In 2013, she signed as a discovery player with Sky Blue FC in the National Women's Soccer League. Often coming off the bench, Lytle appeared in 21 of Sky Blue's 22 regular season games and scored four goals. On May 16, 2013, Lytle scored her first goal in her Sky Blue FC and National Women's Soccer League career. This goal was scored in the 80th minute of the match, and proved to be the game winner of Sky Blue's 1–0 defeat of then first place team Portland Thorns FC.

Lytle was a substitute in Sky Blue's semi-final loss to the Western New York Flash on August 24, 2013.

In 2014, Lytle played in 7 games, starting in 5, for Sky Blue before suffering a season-ending tibia fracture and lateral meniscus tear on May 11.

Lytle returned to Sky Blue in 2015 and appeared in 15 games. She appeared in 18 games in 2016 and a career high 21 games in 2017.

===Utah Royals, 2018–2020===
On December 29, 2017, Sky Blue traded Lytle and teammate Kelley O'Hara to Utah Royals FC. Lytle appeared in 10 games for the Royals in 2018, she was tied for the team lead with 2 assists.

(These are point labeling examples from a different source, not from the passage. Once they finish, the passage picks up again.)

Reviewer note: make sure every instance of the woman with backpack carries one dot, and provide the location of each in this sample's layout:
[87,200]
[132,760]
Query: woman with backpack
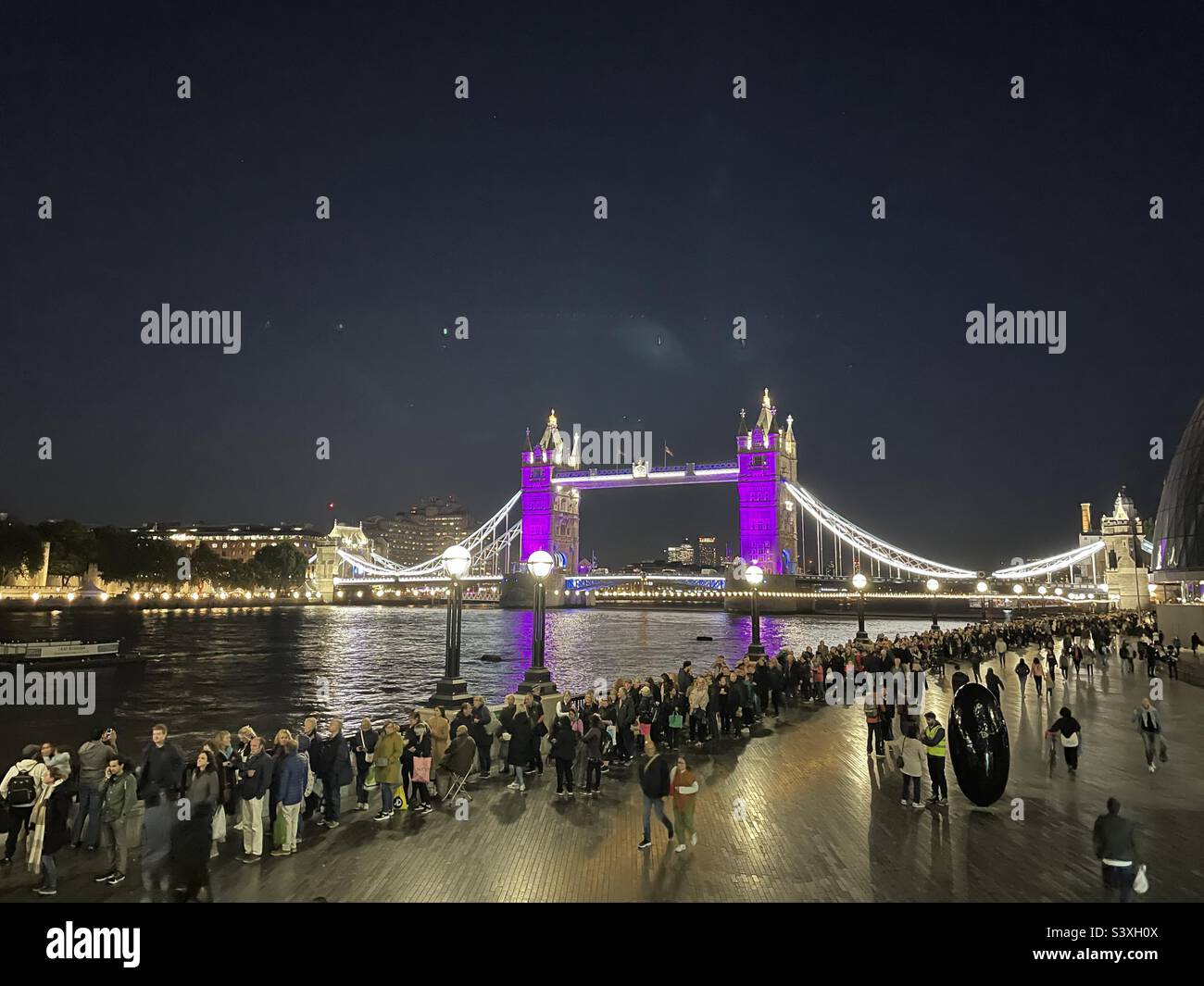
[20,789]
[48,830]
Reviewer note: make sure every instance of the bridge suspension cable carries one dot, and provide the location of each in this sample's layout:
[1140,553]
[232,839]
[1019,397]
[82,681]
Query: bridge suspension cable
[485,545]
[867,543]
[1052,564]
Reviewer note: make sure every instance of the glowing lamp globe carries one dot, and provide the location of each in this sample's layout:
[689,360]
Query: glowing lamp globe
[457,560]
[540,565]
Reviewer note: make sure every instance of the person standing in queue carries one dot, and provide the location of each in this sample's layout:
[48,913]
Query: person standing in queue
[934,740]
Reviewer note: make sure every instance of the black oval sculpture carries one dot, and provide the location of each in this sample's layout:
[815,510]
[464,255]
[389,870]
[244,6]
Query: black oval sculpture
[978,744]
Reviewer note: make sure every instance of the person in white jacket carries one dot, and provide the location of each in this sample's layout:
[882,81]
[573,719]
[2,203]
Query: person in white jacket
[683,789]
[911,755]
[23,794]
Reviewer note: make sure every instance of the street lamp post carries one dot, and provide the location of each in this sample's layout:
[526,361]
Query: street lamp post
[452,689]
[537,680]
[754,576]
[859,583]
[934,586]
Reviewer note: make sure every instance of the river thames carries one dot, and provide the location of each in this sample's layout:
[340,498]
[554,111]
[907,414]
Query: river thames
[221,668]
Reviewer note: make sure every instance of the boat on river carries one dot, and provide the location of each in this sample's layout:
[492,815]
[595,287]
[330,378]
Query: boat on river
[64,653]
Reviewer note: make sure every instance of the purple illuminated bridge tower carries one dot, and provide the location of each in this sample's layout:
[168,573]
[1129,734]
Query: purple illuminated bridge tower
[769,457]
[766,457]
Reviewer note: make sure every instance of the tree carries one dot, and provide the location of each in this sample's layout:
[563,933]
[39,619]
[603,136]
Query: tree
[20,549]
[72,548]
[280,568]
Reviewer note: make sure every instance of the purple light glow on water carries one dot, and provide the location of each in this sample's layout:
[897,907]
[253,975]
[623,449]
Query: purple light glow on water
[209,669]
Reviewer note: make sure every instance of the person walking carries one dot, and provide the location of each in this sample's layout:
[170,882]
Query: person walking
[654,785]
[386,760]
[48,830]
[204,793]
[482,736]
[336,773]
[254,782]
[94,756]
[564,752]
[1022,673]
[1148,725]
[1068,730]
[995,684]
[518,755]
[910,761]
[418,749]
[1114,838]
[873,709]
[683,789]
[119,797]
[362,746]
[591,743]
[20,789]
[441,733]
[934,741]
[294,774]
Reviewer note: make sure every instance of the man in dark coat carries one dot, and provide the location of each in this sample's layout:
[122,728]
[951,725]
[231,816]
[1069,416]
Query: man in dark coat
[564,750]
[457,760]
[654,784]
[161,773]
[481,736]
[1115,842]
[336,761]
[518,753]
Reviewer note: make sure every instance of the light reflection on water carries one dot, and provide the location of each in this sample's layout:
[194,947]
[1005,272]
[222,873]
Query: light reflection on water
[225,668]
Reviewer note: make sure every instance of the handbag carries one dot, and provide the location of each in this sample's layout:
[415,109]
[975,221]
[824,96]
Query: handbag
[1140,882]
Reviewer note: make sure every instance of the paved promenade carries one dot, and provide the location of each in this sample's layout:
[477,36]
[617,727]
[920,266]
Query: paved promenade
[796,813]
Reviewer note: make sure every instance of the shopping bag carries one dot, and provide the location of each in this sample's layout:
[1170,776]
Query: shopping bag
[280,830]
[1140,882]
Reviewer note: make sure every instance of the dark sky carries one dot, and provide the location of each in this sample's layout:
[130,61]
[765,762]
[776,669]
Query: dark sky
[718,207]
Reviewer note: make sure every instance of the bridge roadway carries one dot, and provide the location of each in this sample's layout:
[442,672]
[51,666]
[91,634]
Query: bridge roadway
[820,824]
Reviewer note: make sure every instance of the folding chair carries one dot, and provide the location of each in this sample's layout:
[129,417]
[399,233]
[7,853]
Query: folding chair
[458,785]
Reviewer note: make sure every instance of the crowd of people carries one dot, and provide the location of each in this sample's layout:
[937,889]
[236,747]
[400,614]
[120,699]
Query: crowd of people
[275,788]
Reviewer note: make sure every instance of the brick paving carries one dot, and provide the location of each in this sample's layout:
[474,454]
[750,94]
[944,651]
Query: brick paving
[819,821]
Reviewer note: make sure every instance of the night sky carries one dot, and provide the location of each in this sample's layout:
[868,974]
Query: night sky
[484,208]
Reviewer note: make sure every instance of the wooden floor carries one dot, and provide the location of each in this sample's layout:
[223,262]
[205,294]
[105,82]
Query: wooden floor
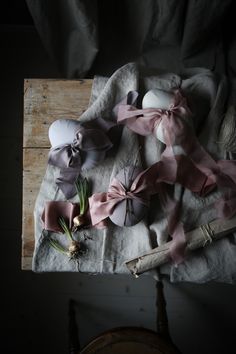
[44,102]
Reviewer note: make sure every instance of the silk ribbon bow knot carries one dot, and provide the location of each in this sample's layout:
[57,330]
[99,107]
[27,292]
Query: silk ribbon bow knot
[102,204]
[67,155]
[87,149]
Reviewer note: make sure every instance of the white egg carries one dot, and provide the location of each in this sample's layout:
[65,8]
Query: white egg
[158,99]
[62,131]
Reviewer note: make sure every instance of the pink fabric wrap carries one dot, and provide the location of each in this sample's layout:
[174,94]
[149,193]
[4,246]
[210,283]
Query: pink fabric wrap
[169,170]
[145,121]
[178,132]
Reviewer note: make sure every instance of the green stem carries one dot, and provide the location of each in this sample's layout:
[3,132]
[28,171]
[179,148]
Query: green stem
[57,246]
[65,228]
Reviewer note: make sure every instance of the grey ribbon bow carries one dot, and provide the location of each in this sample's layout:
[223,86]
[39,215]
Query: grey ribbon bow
[87,150]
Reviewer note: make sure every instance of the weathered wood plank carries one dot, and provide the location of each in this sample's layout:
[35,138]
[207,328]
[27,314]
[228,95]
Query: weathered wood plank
[48,100]
[44,101]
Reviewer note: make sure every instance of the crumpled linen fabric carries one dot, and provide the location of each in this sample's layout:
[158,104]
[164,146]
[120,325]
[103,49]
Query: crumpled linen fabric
[206,94]
[80,35]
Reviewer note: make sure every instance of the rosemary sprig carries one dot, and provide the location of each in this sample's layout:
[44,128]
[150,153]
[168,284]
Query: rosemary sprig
[74,248]
[83,192]
[65,228]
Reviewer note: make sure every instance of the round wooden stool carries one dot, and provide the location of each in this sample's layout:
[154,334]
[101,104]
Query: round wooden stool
[129,340]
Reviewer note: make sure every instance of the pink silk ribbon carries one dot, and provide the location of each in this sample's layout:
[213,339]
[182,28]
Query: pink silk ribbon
[178,132]
[69,157]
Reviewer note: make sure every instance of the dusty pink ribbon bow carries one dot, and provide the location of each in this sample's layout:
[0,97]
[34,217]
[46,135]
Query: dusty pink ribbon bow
[103,204]
[89,145]
[169,170]
[145,121]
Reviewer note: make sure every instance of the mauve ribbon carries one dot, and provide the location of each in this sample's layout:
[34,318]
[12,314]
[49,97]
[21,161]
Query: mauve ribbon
[69,157]
[53,210]
[145,121]
[169,170]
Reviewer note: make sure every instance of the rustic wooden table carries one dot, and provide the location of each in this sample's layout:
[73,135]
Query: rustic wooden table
[44,101]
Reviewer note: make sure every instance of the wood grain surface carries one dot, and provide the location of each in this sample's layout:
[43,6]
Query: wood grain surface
[45,100]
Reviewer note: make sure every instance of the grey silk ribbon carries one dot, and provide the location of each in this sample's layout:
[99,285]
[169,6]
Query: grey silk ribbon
[88,149]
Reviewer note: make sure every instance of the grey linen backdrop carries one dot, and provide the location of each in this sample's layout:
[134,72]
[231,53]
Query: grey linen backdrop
[86,37]
[109,249]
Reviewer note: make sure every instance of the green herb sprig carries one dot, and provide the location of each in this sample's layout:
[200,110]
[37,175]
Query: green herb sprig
[83,192]
[74,250]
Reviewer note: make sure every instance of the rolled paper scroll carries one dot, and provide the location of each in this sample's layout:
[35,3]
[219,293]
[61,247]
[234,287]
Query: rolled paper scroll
[125,203]
[53,210]
[75,148]
[196,238]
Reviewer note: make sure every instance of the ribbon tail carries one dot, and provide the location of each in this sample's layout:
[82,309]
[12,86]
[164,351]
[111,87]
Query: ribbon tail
[175,227]
[66,182]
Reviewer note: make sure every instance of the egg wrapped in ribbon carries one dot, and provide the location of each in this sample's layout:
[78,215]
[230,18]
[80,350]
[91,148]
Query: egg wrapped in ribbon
[160,99]
[125,203]
[87,146]
[132,209]
[171,104]
[74,149]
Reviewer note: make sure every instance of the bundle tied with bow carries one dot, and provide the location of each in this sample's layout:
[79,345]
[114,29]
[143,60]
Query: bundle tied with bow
[171,124]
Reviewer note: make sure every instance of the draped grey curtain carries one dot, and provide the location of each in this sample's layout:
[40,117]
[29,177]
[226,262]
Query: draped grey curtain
[84,37]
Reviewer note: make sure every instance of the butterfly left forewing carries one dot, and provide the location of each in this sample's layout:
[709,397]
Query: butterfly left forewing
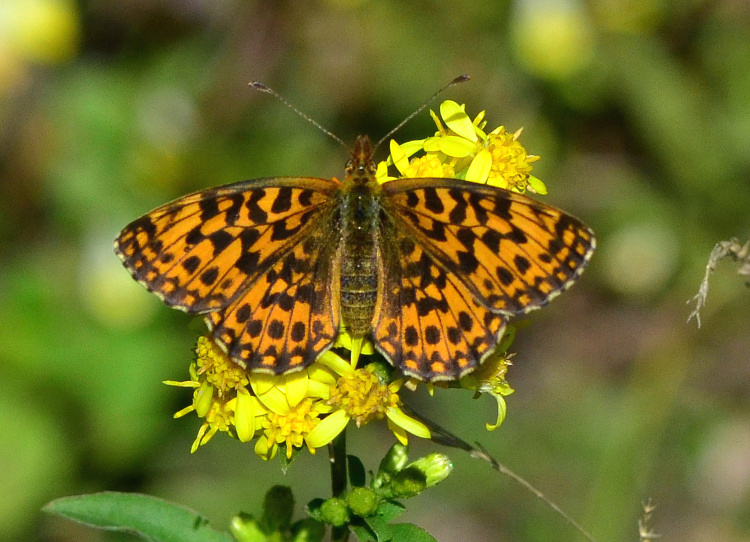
[513,253]
[199,252]
[252,256]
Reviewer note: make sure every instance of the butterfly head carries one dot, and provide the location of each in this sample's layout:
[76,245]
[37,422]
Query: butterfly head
[361,167]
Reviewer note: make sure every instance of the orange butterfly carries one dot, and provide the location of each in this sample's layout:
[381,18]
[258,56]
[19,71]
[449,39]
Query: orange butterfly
[429,269]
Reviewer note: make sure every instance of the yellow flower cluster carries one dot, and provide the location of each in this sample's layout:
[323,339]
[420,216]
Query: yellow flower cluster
[306,408]
[462,149]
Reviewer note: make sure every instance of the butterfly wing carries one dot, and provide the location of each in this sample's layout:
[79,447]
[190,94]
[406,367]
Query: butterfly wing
[240,253]
[466,257]
[427,321]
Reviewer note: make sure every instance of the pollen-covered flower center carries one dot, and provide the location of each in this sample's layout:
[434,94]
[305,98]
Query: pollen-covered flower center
[511,165]
[216,367]
[362,396]
[291,427]
[428,166]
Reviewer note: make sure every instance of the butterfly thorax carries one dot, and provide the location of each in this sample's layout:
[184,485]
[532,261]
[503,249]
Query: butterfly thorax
[359,229]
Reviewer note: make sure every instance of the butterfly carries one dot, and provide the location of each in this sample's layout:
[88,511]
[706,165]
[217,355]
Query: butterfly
[429,269]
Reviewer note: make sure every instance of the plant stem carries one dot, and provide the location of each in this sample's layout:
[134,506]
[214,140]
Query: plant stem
[337,453]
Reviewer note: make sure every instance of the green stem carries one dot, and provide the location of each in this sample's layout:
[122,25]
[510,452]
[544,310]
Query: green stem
[337,452]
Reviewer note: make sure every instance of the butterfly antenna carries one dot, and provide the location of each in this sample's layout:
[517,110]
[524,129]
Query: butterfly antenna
[268,90]
[460,79]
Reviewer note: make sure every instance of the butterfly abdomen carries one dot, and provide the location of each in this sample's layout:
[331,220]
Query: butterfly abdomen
[359,275]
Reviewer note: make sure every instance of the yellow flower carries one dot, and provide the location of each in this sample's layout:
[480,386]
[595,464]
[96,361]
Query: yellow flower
[461,148]
[306,408]
[361,396]
[490,377]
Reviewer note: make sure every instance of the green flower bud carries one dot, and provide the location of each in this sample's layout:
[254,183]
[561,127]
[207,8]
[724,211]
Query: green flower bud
[435,467]
[408,483]
[335,512]
[362,501]
[245,528]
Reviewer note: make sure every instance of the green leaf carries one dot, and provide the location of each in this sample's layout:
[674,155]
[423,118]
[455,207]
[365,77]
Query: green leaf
[278,507]
[308,530]
[408,532]
[148,517]
[357,473]
[313,508]
[362,530]
[389,510]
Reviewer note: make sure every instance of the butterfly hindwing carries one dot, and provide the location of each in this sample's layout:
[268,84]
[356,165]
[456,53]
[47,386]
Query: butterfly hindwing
[290,315]
[427,322]
[513,253]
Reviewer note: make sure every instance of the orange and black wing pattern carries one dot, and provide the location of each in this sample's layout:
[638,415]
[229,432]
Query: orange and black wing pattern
[459,258]
[250,256]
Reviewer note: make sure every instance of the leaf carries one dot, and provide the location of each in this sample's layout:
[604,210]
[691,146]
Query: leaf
[278,507]
[408,532]
[313,508]
[148,517]
[389,510]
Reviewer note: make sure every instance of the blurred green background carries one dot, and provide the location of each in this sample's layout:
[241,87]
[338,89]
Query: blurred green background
[641,113]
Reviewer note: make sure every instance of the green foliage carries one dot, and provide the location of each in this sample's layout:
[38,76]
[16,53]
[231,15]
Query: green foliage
[148,517]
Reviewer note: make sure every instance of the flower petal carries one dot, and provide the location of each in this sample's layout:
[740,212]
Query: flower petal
[480,167]
[415,427]
[501,410]
[244,416]
[536,185]
[457,147]
[457,120]
[275,400]
[327,429]
[400,160]
[203,399]
[296,387]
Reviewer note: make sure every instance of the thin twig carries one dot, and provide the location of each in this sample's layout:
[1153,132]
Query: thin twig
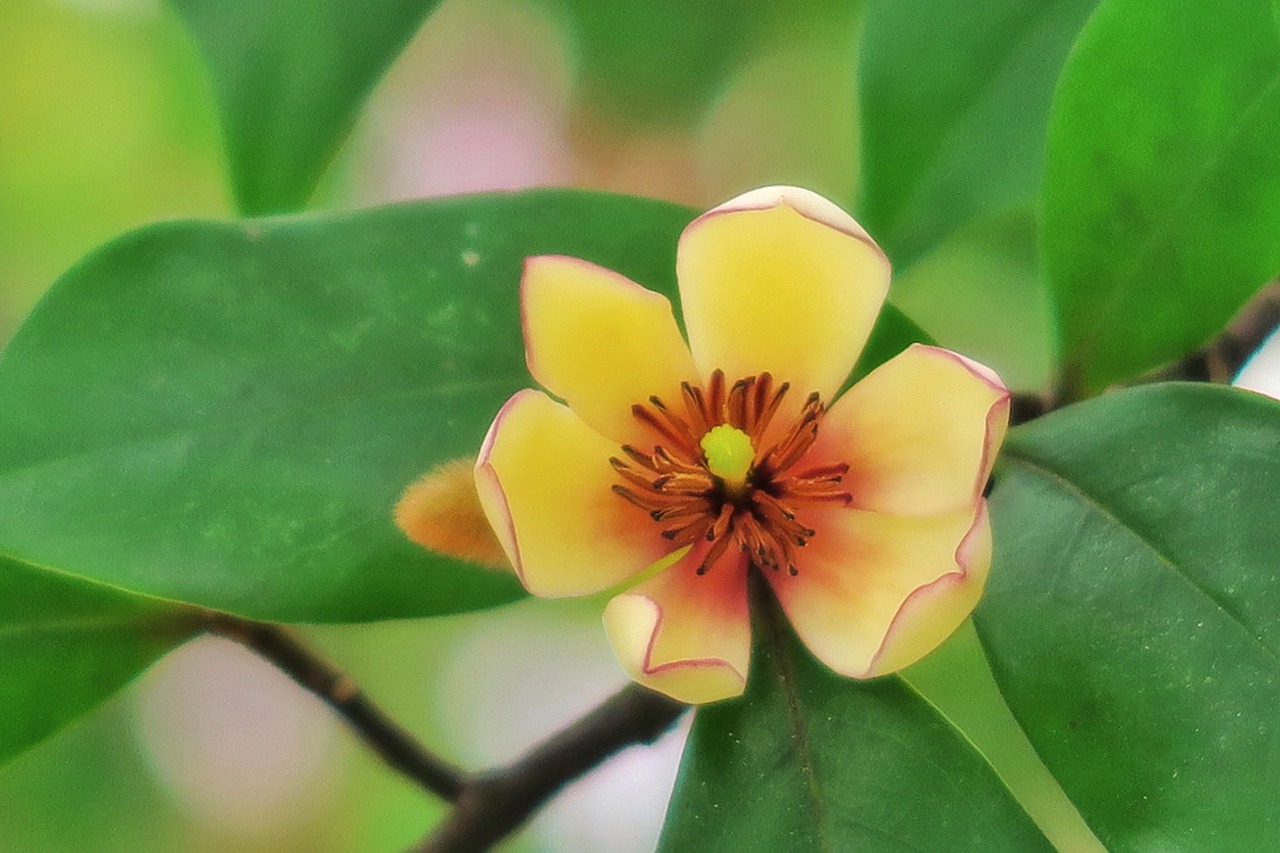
[392,743]
[494,803]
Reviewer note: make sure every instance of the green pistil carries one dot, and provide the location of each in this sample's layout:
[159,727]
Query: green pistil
[728,455]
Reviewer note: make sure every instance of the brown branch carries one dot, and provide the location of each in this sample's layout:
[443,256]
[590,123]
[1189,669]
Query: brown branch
[496,803]
[382,734]
[1221,357]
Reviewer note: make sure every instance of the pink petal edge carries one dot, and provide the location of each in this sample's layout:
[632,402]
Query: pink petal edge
[487,478]
[645,665]
[805,203]
[997,415]
[524,293]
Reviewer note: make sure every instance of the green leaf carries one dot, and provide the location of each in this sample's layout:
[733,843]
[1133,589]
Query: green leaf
[1162,181]
[645,64]
[955,99]
[892,333]
[67,644]
[812,761]
[1133,611]
[225,414]
[291,77]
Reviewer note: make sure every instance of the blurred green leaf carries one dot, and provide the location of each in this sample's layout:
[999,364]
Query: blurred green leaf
[67,644]
[225,414]
[1133,612]
[979,292]
[1161,197]
[291,77]
[661,63]
[812,761]
[955,99]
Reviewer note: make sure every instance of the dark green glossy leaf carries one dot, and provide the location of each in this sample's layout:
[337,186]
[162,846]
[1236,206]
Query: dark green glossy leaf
[810,761]
[65,644]
[1133,611]
[1161,197]
[955,100]
[225,414]
[291,77]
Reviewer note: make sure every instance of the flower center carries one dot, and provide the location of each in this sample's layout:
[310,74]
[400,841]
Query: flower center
[728,455]
[712,475]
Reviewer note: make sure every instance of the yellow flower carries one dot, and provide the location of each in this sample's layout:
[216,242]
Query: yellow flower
[727,455]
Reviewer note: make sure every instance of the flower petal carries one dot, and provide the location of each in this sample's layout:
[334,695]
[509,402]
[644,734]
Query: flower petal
[877,592]
[544,482]
[780,279]
[685,634]
[919,433]
[600,342]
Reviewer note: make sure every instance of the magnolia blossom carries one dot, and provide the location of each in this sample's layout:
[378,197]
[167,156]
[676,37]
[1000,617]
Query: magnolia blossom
[679,469]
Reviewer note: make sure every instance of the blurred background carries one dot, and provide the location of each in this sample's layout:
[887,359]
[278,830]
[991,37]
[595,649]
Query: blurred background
[108,122]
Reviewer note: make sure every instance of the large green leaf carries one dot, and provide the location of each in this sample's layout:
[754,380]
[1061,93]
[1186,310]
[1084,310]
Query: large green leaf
[225,414]
[65,644]
[810,761]
[1161,197]
[955,99]
[291,77]
[1133,611]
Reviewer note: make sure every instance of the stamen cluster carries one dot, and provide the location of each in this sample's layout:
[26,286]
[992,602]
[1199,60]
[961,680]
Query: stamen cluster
[677,488]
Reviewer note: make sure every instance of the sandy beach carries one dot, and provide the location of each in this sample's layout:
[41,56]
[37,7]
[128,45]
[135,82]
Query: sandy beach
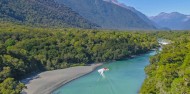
[46,82]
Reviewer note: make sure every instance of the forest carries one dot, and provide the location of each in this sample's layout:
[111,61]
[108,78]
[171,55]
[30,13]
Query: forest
[25,50]
[169,71]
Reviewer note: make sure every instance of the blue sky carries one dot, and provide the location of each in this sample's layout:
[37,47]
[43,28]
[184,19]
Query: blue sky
[154,7]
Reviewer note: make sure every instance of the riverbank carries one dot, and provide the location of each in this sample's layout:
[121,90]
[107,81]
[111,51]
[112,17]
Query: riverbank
[46,82]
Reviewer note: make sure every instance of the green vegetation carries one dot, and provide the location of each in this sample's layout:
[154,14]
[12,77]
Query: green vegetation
[169,71]
[25,50]
[43,13]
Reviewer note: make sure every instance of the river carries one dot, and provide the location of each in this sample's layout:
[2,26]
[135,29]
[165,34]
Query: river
[124,77]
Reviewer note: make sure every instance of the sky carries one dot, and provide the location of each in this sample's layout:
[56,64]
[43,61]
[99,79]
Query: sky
[154,7]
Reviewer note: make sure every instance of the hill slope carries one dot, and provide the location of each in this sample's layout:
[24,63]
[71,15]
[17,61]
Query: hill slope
[41,12]
[106,14]
[174,20]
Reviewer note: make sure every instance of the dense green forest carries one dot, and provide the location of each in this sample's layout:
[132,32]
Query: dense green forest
[25,50]
[43,13]
[169,71]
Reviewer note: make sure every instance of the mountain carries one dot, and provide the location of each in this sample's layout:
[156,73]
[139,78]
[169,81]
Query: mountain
[107,14]
[174,20]
[141,15]
[41,13]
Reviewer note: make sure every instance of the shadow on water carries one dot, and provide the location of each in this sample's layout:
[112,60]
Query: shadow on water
[124,77]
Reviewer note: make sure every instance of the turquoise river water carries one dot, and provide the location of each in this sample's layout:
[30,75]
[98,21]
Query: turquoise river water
[124,77]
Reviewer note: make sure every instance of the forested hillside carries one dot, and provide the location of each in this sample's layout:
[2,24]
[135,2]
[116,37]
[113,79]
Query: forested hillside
[169,71]
[24,50]
[45,13]
[108,15]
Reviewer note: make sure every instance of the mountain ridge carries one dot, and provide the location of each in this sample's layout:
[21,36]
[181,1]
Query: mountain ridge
[173,20]
[106,14]
[42,13]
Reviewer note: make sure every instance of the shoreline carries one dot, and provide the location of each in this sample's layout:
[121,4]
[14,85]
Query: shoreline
[48,81]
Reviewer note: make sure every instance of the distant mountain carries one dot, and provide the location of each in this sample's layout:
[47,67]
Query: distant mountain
[141,15]
[174,20]
[108,14]
[41,13]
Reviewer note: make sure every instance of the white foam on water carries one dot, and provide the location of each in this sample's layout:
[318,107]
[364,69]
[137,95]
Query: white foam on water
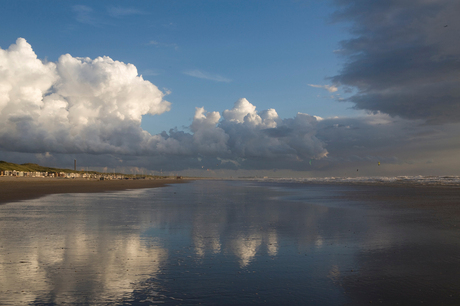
[416,180]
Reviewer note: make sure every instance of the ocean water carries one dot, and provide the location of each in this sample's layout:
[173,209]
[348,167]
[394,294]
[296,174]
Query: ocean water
[233,243]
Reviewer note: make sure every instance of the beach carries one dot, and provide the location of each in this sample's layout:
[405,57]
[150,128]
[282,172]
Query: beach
[234,242]
[14,189]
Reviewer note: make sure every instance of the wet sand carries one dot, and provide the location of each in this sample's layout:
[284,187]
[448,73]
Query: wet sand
[13,189]
[234,242]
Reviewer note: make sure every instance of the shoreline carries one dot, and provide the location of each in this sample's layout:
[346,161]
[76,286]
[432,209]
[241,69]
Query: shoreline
[14,189]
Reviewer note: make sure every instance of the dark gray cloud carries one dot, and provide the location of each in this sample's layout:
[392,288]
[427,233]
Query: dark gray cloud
[404,57]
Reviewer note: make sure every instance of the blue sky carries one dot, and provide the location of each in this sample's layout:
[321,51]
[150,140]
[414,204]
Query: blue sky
[277,88]
[267,53]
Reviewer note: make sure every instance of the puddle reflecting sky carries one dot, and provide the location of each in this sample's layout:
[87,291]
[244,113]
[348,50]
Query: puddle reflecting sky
[209,242]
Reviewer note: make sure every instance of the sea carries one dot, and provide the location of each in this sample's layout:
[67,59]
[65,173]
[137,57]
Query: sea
[390,241]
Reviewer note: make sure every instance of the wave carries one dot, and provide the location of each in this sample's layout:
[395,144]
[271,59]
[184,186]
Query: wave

Lytle returned to Utah for the 2019 season. She suffered a serious foot injury prior to their first match of the season and was placed on the season ending injury list (SEI) and she would miss the entire 2019 season.

==International career==
Lytle was a member of the U.S. women's national under-23 team in 2012. She came off the bench in each of the three matches of the Under-23 Four Nations Tournament in La Manga Club, Spain and scored one goal.